Qualification domaniale des redevances d’amarrage dans les ports de plaisance

CE, 14 avr. 2023, n° 462797, Assoc. des plaisanciers
du Port-Vieux de La Ciotat et a. : Lebon T.

Des plaisanciers avaient contesté une délibération décidant une augmentation forfaitaire de la redevance perçue à raison de l’occupation de places au port de La Ciotat. Juridiquement, le cœur de l’affaire résidait dans la qualification de cette redevance, déterminante sur le terrain de la légalité (modalités de fixation et de publicité différentes). Située au voisinage de redevances pour service rendu (redevance d’équipement des ports de plaisance : C. transp., art. L. 5321-3 et art. R. 5321-1 3° ; redevance dans les zones de mouillages et d’équipements légers : CGPPP, art. R. 2124-45 dernier al.), elle-même à la jonction du SPIC et du domaine public, la redevance d’amarrage – ou celle correspondant au stationnement « à sec » – peut intégrer une prestation de services (ici, elle ouvrait droit à un service de manutention donnant lieu à rémunération forfaitaire), mais elle correspond principalement à une occupation du domaine public maritime. La question était donc de savoir si elle devait être qualifiée de redevance d’occupation du domaine public (E. Untermaier-Kerléo, Redevances domaniales : JCl. Propriétés publiques, fasc. 59-10) ou plutôt de redevance sui generis, en raison de sa nature hybride (pour partie domaniale, pour partie liée à un service).

Le tribunal administratif de Marseille avait retenu le caractère mixte de la redevance, couvrant non seulement les avantages retirés de l’occupation du domaine public, mais aussi les services rendus au titre des outillages du port maritime ; et il avait conclu à l’illégalité de la délibération. Ce jugement du 10 janvier 2020 fut annulé en appel, au motif que la redevance litigieuse devait être qualifiée de redevance d’occupation du domaine public, le service de manutention constituant un simple accessoire de l’autorisation d’occupation dont il était indissociable et se trouvant intégré dans les « avantages de toute nature » – CGPPP, art. L. 2125-3 – procurés à l’occupant (CAA Marseille, 4 févr. 2022, n° 20MA01157, SPL La Ciotat Shipyards et Dpt des Bouches-du-Rhône : Contrats-Marchés publ. 2022, comm. 121, note Chamard-Heim ; JCP A 2022, 2137, chron. Meurant ; Dr. Voirie 2023, p. 60, chron. Rézenthel). 

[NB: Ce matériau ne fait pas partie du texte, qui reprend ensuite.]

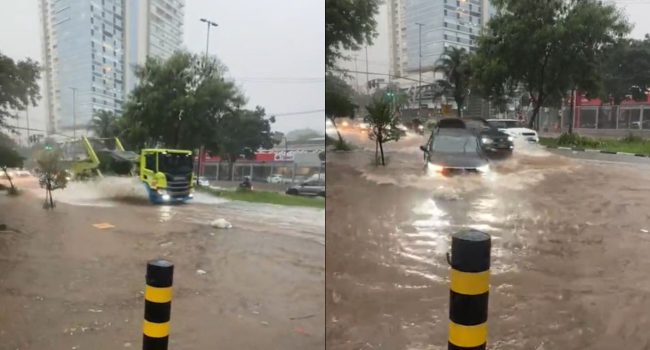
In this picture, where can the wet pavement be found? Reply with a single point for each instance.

Le Conseil d’État confirme en cassation l’arrêt d’appel : même si elle ouvre droit à prestation de service accessoire, une redevance fixée de manière globale et forfaitaire en fonction des caractéristiques de l’occupation et non de l’utilisation des services présente un caractère domanial ; la prévalence du droit des propriétés publiques exclut en somme tout métissage avec la redevance pour service rendu. Notons que le moyen tiré de la violation du principe d’égalité fut subsidiairement écarté, vu la différence de situations entre catégories de bateaux et la rareté relative des emplacements rapportée à leur taille (avec ce résultat paradoxal que fut ainsi validée une augmentation de redevance pesant sur les plaisanciers les plus modestes, propriétaires de navires de 8 m au plus, au sein d’un port qui s’est reconverti dans le yachting de luxe).

Cette qualification financière comporte une dose d’artifice. La place au port donne accès à une large palette de services, en sorte que l’occupation domaniale est tout sauf exclusive. Mais consacrer la mixité des sommes perçues aurait soulevé d’incontestables difficultés (pour distinguer les deux volets au sein d’une même redevance, articuler leurs conditions de légalité) et conduit à fragmenter un peu plus le contentieux des redevances portuaires entre les deux ordres juridictionnels. On peut donc voir dans la solution retenue une expression de la raison pratique, n’excluant pas la volonté du juge administratif de tenir fermement la barre dans un contentieux assez sensible (ce qui touche les places de port constitue un enjeu de gouvernance locale important ; en sociologie administrative, il resterait à écrire sur les « anneaux de pouvoir »…).